September 26, 2022

Making The Right Choice Between Divorce And Judicial Separation | HuffPost India Life

All marriages go through rough patches. With love and commitment, it is possible to work through many of them together, but despite your best efforts, you may reach a point at which you fear that the end of your marriage is unavoidable. In this case, divorce may seem like your only option, but there is an alternative that many couples choose to pursue, which is known as legal separation.

Legal separation is similar to divorce in many ways, except that it does not bring a permanent end to the marriage. However, there are still legal issues to consider, and a Downers Grove divorce lawyer can help you understand and navigate them to ensure that your legal separation accomplishes what you need it to. Whether you expect your legal separation to be long-term or temporary, there are some important things for you to consider.

Possible Reasons For Legal Separation

The choice to pursue a legal separation depends heavily on each couple’s situation and preferences. There are many reasons, both personal and financial, why legal separation can be a good option, some of which include:

  • You are unsure whether you are ready for a divorce. Though you may be experiencing marital issues that you need time to process, you may still hold out hope that reconciliation is possible. Legal separation allows you and your spouse to live separately without officially ending your marriage, allowing you to reunite with fewer challenges if you are able to resolve your problems.
  • Divorce is against your religious or cultural beliefs. In some religions and cultures, divorce is forbidden or looked upon unfavorably. If you know your relationship has failed, but you wish to avoid the stigma of divorce among your family and community, you can pursue a legal separation instead.
  • You want to stay married while your kids are still at home. Perhaps you believe that a divorce is inevitable, but you want to wait until your children have grown and moved out on their own before officially beginning divorce proceedings. This may allow you to focus more time and energy on your relationship with your kids, and it may reduce the risk of them being caught in the middle of a legal conflict.
  • You want the tax benefits of filing jointly. In many cases, married couples can save money through deductions and credits when they file their taxes jointly. If you want to maintain this benefit, at least in the short term, you may choose to legally separate instead of proceeding immediately with a divorce.
  • You need to remain covered under your spouse’s health insurance. Many employers offer employees the option to cover their spouses under their health insurance plan, but that coverage often ends in the event of a divorce. However, a legal separation may allow a spouse to stay covered, which can be crucial if the spouse requires significant ongoing medical care.
  • You are nearing eligibility for government benefits. For some governmental benefits like Social Security and military pensions, spouses may be entitled to a share even after a divorce, provided that they have been married for a long enough period of time. You may choose to legally separate until you reach that time threshold before pursuing a divorce.

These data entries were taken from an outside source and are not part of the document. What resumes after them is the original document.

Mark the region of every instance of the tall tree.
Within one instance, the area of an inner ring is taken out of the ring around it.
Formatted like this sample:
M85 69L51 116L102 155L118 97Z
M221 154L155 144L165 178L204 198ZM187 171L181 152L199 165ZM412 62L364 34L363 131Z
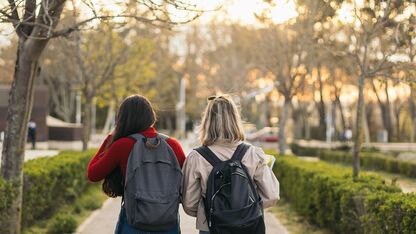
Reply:
M274 1L265 1L270 7ZM315 24L321 23L335 14L337 1L296 1L300 13L296 19L286 24L275 25L272 21L271 8L258 15L258 19L265 24L269 31L263 34L261 44L262 63L266 71L276 78L276 89L283 96L283 110L279 118L279 152L286 150L286 123L289 118L293 96L302 87L305 76L311 72L316 52L317 37ZM309 59L310 58L310 59ZM322 108L321 113L324 111Z
M397 44L392 43L397 24L396 18L403 12L404 1L363 1L362 5L354 3L354 23L350 26L350 56L353 56L359 69L358 103L354 131L354 165L353 176L359 174L359 150L364 118L365 80L380 74L389 68L390 57L397 51ZM357 26L358 25L358 26ZM394 41L393 41L394 42Z
M76 76L74 43L66 38L52 40L40 58L39 80L48 86L50 114L75 122Z
M2 2L0 6L0 22L13 25L18 36L1 166L2 176L17 188L16 199L7 212L9 218L4 224L10 233L21 231L22 165L27 135L26 126L33 102L34 81L39 73L38 61L49 40L53 37L66 36L96 19L130 17L149 24L164 25L166 20L163 20L161 16L169 14L167 9L185 12L194 10L194 14L184 21L192 20L200 12L197 11L197 6L184 1L164 0L161 5L160 1L145 0L137 1L137 4L142 8L147 8L153 14L134 15L126 11L112 15L93 9L93 1L82 1L92 9L92 17L72 25L57 27L66 2L66 0L9 0L6 4ZM120 7L123 8L123 5L131 2L121 2Z
M412 118L412 131L410 141L416 141L416 14L411 15L399 25L400 41L403 43L400 53L408 58L402 63L400 70L405 74L405 80L410 82L409 112Z
M275 87L283 96L279 118L279 152L286 151L286 124L293 97L299 92L306 76L305 38L288 26L269 26L259 35L261 64L275 78Z

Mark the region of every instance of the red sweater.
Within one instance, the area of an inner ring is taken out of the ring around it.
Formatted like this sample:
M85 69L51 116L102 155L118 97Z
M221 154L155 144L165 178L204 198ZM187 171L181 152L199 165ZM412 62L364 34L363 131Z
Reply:
M142 135L148 138L155 137L157 132L154 128L148 128L141 132ZM123 137L116 140L107 151L104 151L108 141L111 139L107 136L98 152L91 159L88 164L87 177L92 182L97 182L104 179L117 166L121 167L123 176L126 176L127 160L129 159L130 151L132 150L135 141L128 137ZM185 153L179 142L174 138L167 139L167 143L172 148L178 159L179 165L182 167L185 161Z

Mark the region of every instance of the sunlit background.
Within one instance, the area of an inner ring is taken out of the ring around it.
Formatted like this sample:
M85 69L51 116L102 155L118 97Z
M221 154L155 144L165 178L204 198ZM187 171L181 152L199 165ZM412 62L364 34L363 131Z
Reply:
M24 233L113 233L121 201L87 183L85 166L136 93L186 153L200 144L207 97L232 96L246 140L276 155L282 200L266 212L267 234L416 230L414 0L71 0L56 28L13 21L15 31L10 13L24 15L30 1L0 0L0 141L10 138L8 111L29 114L24 100L37 125L36 146L26 146ZM32 3L40 14L50 1ZM40 37L32 27L49 30ZM42 53L17 59L33 51ZM18 78L26 61L31 76ZM33 98L9 98L27 77ZM23 147L25 121L13 122L20 131L5 149ZM4 204L13 186L0 176ZM195 232L190 217L181 222Z

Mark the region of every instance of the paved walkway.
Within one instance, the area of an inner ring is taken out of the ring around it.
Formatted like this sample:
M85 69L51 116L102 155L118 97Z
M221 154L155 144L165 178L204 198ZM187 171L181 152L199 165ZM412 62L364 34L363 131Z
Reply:
M118 220L120 212L120 198L110 198L105 201L101 209L94 211L91 216L85 220L77 229L77 234L112 234ZM195 228L195 218L188 216L180 208L180 222L183 234L197 234ZM271 213L266 212L266 233L267 234L286 234L289 233L286 228L282 226L280 221Z
M1 162L1 151L2 147L0 147L0 162ZM25 161L39 158L39 157L51 157L55 156L59 153L58 150L43 150L43 149L26 149L25 150Z

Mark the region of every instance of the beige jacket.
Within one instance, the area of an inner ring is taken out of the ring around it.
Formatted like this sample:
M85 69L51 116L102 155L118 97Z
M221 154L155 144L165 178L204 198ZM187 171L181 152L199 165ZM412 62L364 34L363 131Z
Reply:
M230 159L238 144L216 143L209 148L221 160ZM263 207L273 206L279 199L279 181L269 166L263 150L259 147L250 147L243 160L248 173L257 185L257 190L263 199ZM209 231L205 218L202 197L205 197L208 176L212 170L198 152L193 150L186 158L183 166L183 193L182 205L190 216L196 217L196 228L201 231Z

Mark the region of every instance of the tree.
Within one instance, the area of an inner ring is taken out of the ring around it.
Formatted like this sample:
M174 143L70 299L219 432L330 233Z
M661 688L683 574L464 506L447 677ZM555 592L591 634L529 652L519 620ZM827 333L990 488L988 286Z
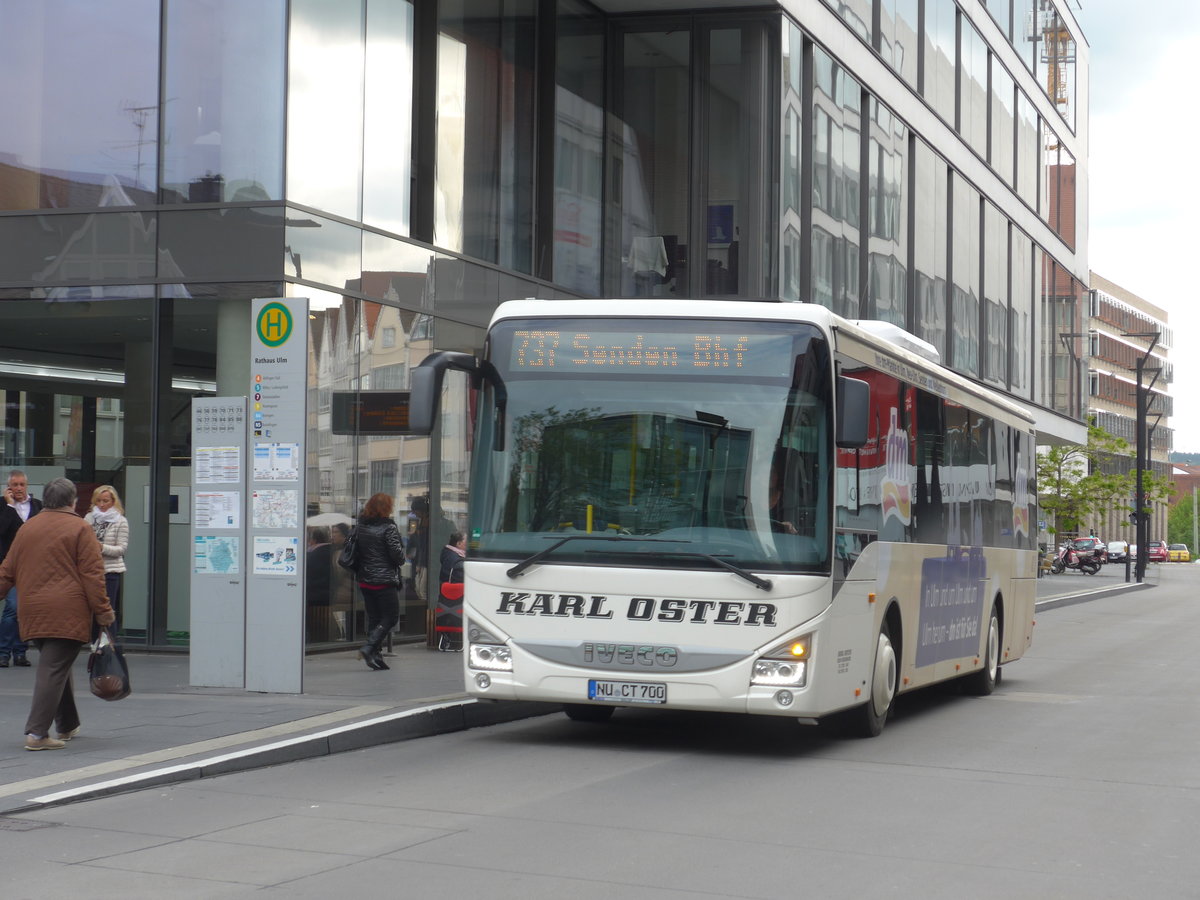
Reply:
M1195 558L1198 548L1194 546L1193 537L1195 530L1192 523L1192 496L1188 494L1167 513L1167 543L1187 544L1191 548L1192 557Z
M1110 471L1104 471L1105 461ZM1123 472L1111 471L1113 461L1129 464ZM1130 458L1129 442L1115 437L1088 419L1086 446L1064 444L1038 452L1038 494L1042 509L1054 515L1057 531L1079 531L1091 516L1117 512L1127 519L1134 511L1132 498L1137 484L1137 465ZM1142 511L1173 492L1166 478L1150 469L1142 470Z

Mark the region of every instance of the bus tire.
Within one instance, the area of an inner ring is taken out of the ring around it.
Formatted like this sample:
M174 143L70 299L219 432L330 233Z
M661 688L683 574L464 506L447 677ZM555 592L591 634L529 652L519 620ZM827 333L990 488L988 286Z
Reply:
M878 737L883 731L892 707L896 704L896 682L898 663L896 648L892 644L892 631L887 619L879 628L875 641L875 661L871 666L869 696L862 706L850 711L849 732L858 737Z
M607 722L612 718L613 708L588 703L564 703L563 712L572 722Z
M1000 683L1000 612L992 604L988 616L987 641L984 643L983 668L963 677L963 690L977 697L986 697Z

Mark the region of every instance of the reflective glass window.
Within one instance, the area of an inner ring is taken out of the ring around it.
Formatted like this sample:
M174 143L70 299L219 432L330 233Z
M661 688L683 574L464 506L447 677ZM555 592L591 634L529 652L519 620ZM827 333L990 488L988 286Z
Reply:
M158 7L0 0L0 209L154 203Z
M872 0L825 0L837 12L850 30L867 43L871 42Z
M767 230L770 204L762 188L768 169L763 137L769 91L762 82L766 46L762 24L707 33L705 296L765 293L758 276L773 253ZM671 248L667 252L670 260ZM677 263L677 247L675 253L671 261Z
M283 218L277 206L161 212L160 269L180 281L279 281Z
M1038 56L1038 44L1041 40L1040 29L1037 27L1038 7L1045 0L1013 0L1013 46L1021 62L1029 71L1034 71Z
M952 188L954 198L950 233L951 271L954 284L951 294L951 321L954 335L950 365L967 375L979 374L979 279L980 234L979 191L957 174Z
M434 243L532 271L535 0L438 4Z
M999 387L1008 383L1008 219L983 204L983 366L980 376Z
M1081 288L1049 253L1041 261L1041 301L1038 304L1038 397L1045 406L1079 418L1082 379Z
M554 280L599 294L603 252L604 20L561 0L554 101Z
M166 4L163 203L283 198L286 15L284 0Z
M362 292L404 309L431 310L430 272L435 255L427 247L364 231Z
M1057 152L1047 146L1046 184L1050 192L1048 216L1050 226L1068 244L1075 243L1075 157L1058 140L1053 132L1047 131L1058 144Z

What Happens in a Legal Separation?

Legal separation typically begins when you and your spouse are living apart and one of you files a petition for separation in court. The legal process is very similar to that of a divorce, in that you and your spouse will have to reach a resolution on several important issues, including:

  • Child support: If you have children, you will need to create arrangements during your legal separation to ensure that both parents continue to contribute financially to your children’s needs. The calculation of support obligations depends on the state where you reside, and it is often based on both parents’ incomes and the time the children will reside with each parent.
  • Custody and parenting time: You will also likely need to create a parenting agreement that outlines how you will divide parenting time and responsibilities during your legal separation. This includes the schedule of time spent in each parent’s home, as well as responsibilities for making decisions regarding the children’s health, education, and religious upbringing.
  • Spousal support: Spousal maintenance or alimony is not necessary in every legal separation, but you may have a case for receiving it if your income and earning potential are significantly lower than that of your spouse, and you will have difficulty maintaining your accustomed standard of living while separated.
  • Division of property: If you expect your legal separation to be temporary, it may not be necessary to arrange for the division of property. However, if you believe it will be a long-term solution, you can negotiate an equitable distribution of assets and debts just as you would in a divorce, ensuring that each spouse has the resources they need for a stable life.

Many couples pursuing a legal separation are open to negotiation and cooperation, which can pave the way for mediation and other collaborative approaches. This can help you reduce stress, preserve privacy, and save time and money that you might otherwise have to spend on a divorce trial.

A legal separation can continue as long as you and your spouse are satisfied with the arrangements. If you can work through your issues, your separation may end with a reconciliation. On the other hand, if you or your spouse decide that divorce is necessary, either of you can file a petition to dissolve your marriage at any time. This is especially important if you want to remarry someone else, as you cannot legally do so until your current marriage is officially dissolved.

Legal separation is not for everyone, and it is often not a permanent solution, but it could be the best choice for you based on your current situation and needs. When you have questions about the legal separation process or need guidance regarding your legal rights, an experienced Naperville family law attorney can be a valuable resource and a friendly ally.